Author: Tereska Torrès
Tereska Torrès (3 September 1920 – 20 September 2012) was a French writer. Torrès was born Tereska Szwarc to the Jewish Polish sculptor Marek Szwarc and his wife Guina in Paris. She had to flee her native country in 1940 via Lisbon to England when France surrendered to Nazi Germany after the Battle of France, while her father, serving in the Polish Armed Forces in the West, was evacuated from La Rochelle by the British Home Fleet. Her family was able to escape because they received visas signed by Vice-Consul Manuel Vieira Braga (following instructions from Aristides de Sousa Mendes) in Bayonne, France in June 1940.

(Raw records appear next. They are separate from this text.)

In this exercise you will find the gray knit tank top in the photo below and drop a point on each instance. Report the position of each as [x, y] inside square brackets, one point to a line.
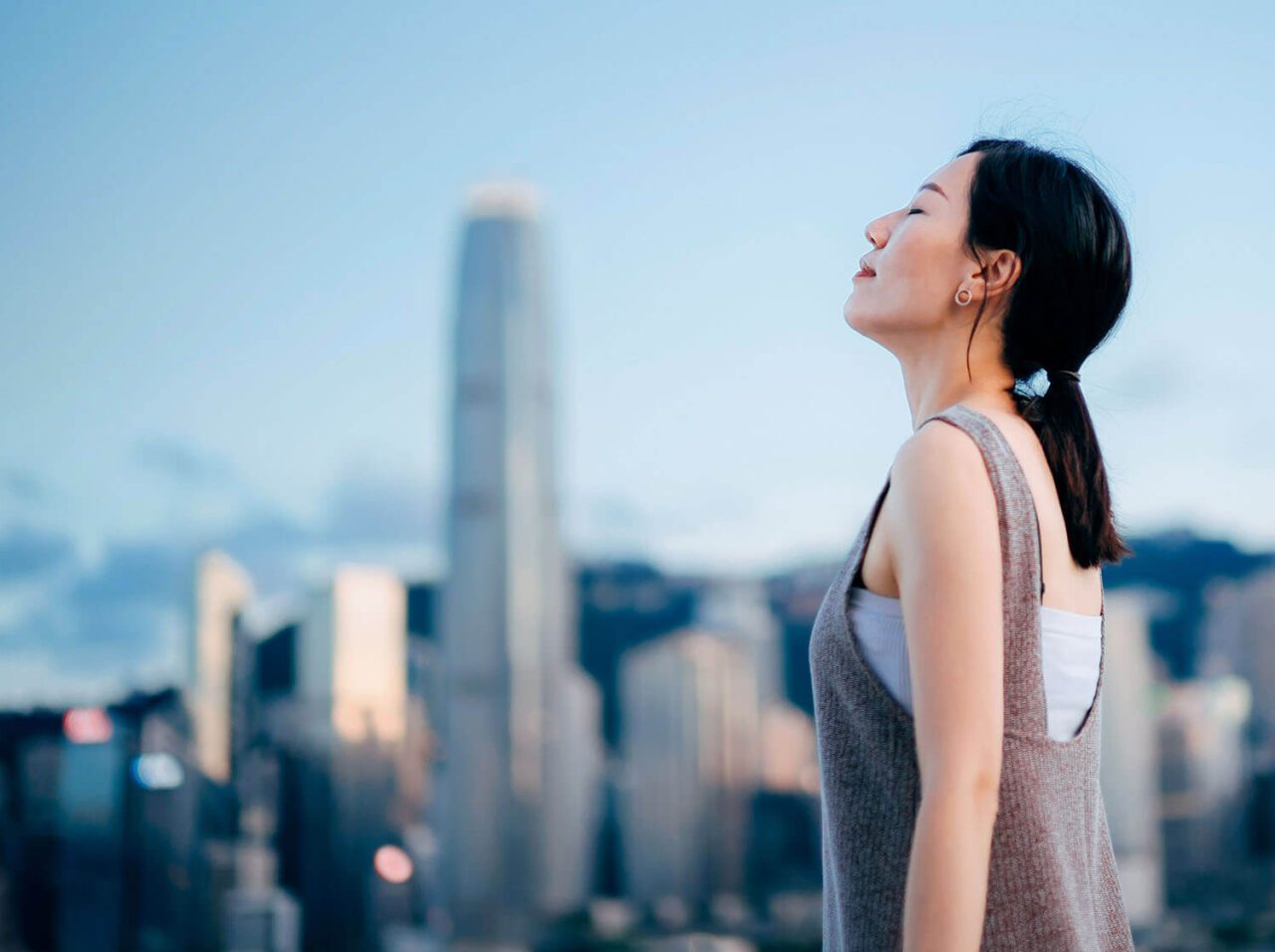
[1052, 882]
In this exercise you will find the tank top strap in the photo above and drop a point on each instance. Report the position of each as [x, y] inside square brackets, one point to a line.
[1021, 570]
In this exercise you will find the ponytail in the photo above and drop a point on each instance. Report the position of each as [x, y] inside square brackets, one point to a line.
[1075, 279]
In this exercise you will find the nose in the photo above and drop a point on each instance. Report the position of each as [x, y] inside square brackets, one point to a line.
[868, 233]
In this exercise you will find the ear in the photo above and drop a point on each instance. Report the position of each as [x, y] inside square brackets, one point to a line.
[1001, 273]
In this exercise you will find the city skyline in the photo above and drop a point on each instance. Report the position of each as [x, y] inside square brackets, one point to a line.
[240, 342]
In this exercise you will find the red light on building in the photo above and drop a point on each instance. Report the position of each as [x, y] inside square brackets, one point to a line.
[87, 725]
[392, 864]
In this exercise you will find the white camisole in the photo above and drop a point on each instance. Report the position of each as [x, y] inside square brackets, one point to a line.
[1071, 649]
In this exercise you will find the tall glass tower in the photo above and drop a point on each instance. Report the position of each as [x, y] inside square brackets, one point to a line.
[519, 720]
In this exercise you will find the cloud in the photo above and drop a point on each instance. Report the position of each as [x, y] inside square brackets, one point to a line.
[27, 551]
[128, 614]
[181, 464]
[382, 507]
[24, 486]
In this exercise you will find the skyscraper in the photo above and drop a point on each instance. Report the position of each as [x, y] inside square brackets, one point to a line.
[222, 589]
[513, 704]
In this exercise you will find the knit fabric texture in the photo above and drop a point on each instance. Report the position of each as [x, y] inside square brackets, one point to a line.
[1052, 882]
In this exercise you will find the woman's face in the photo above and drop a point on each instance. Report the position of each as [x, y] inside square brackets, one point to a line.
[919, 258]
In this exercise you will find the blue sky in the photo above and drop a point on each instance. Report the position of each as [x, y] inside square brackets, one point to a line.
[230, 240]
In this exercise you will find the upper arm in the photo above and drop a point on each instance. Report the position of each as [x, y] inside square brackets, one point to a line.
[947, 560]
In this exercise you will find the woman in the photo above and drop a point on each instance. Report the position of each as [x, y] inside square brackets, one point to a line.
[956, 702]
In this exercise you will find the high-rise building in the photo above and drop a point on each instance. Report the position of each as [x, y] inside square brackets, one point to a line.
[1132, 756]
[691, 766]
[222, 591]
[351, 661]
[510, 691]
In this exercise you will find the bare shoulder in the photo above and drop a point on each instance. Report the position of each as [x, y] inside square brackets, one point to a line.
[940, 465]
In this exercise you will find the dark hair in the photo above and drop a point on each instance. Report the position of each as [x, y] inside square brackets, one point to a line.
[1073, 287]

In 1948 Torrès married Meyer Levin in Paris. He urged her to publish the diary she wrote while serving in the Free French Forces. In 1950 Torrès published in the United States a fictional account of her wartime experiences under the title Women's Barracks, which "quickly became the first paperback original bestseller" selling over 2 million copies in its first five years, as it was the first pulp to candidly address lesbian relationships. In total 4 million copies of the book were sold in the United States and it was translated into 13 different languages. In 1952 Women's Barracks was selected as an example of how paperback books were promoting moral degeneracy, by the House Select Committee on Current Pornographic Materials. When the book was republished by The Feminist Press in New York in 2003, it was acclaimed as having inspired a whole new genre of lesbian and feminist writing in the US.
Torrès did not allow Women's Barracks to be published in France. Instead her wartime diary was published as Une Française Libre.